Qwopus3.5-9B-Coder — INT4 (compressed-tensors, AWQ-style)

INT4 quantization of Jackrong/Qwopus3.5-9B-Coder, optimised for high-throughput batched inference on vLLM and SGLang.

Runs on a single RTX 3090 (24 GB) with 128K context and a 331K-token KV pool.

Why this quantization is non-trivial

Qwopus3.5 is a hybrid architecture: 8 standard full-attention layers and 24 GatedDeltaNet linear-attention layers. The linear-attention layers use fused projections (in_proj_ba, in_proj_qkvz) that are created at load time by vLLM/SGLang's stacked_params_mapping. Quantizing those layers to INT4 produces garbage output — they must stay in bf16.

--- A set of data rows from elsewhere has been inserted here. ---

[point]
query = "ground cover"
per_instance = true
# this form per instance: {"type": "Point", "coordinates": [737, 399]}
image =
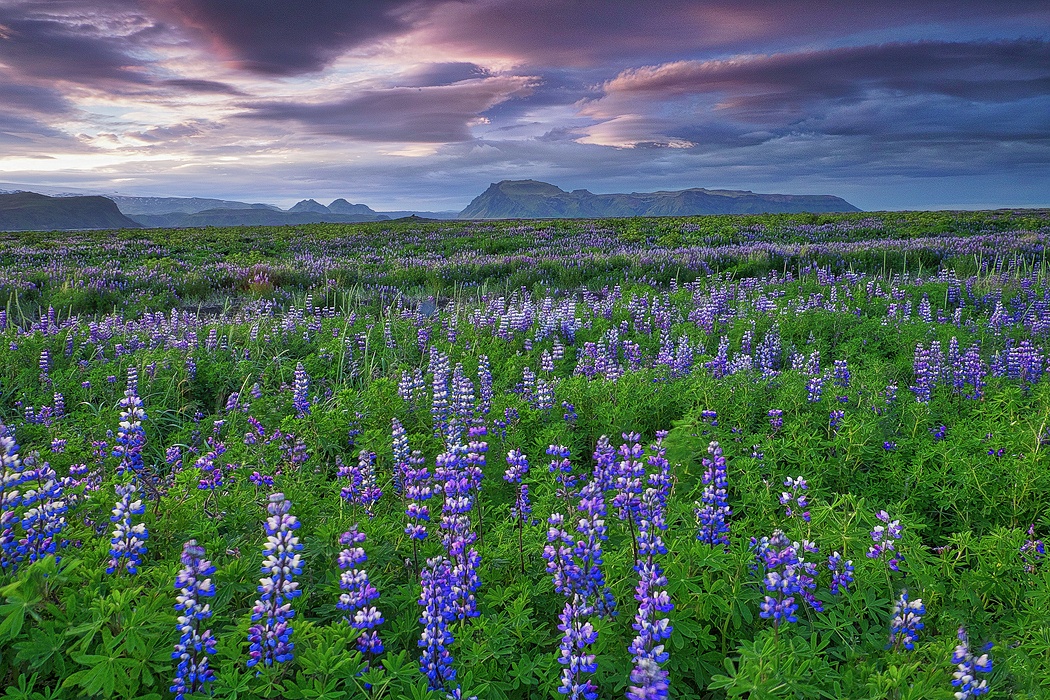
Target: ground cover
{"type": "Point", "coordinates": [748, 457]}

This release includes that fix: all linear-attention weights are stored as bf16 originals in the safetensors file, while all standard attention and MLP layers use Marlin INT4 (group_size=32). No other published quantization of this model has this patch.

Quantization details

  • Tool: llmcompressor 0.10 with transformers 5.9.0
  • Format: compressed-tensors INT4, group_size=32, symmetric
  • Scale search: MSE observer (searches for the scale minimising mean-squared error, similar to AWQ's approach)
  • Calibration: HuggingFaceH4/ultrachat_200k, 512 samples, max_seq_len=4096
  • Linear-attention layers: left as bf16 (required for correct output — see above)
  • lm_head: not quantized

Usage

SGLang (recommended — 128K context on a single RTX 3090)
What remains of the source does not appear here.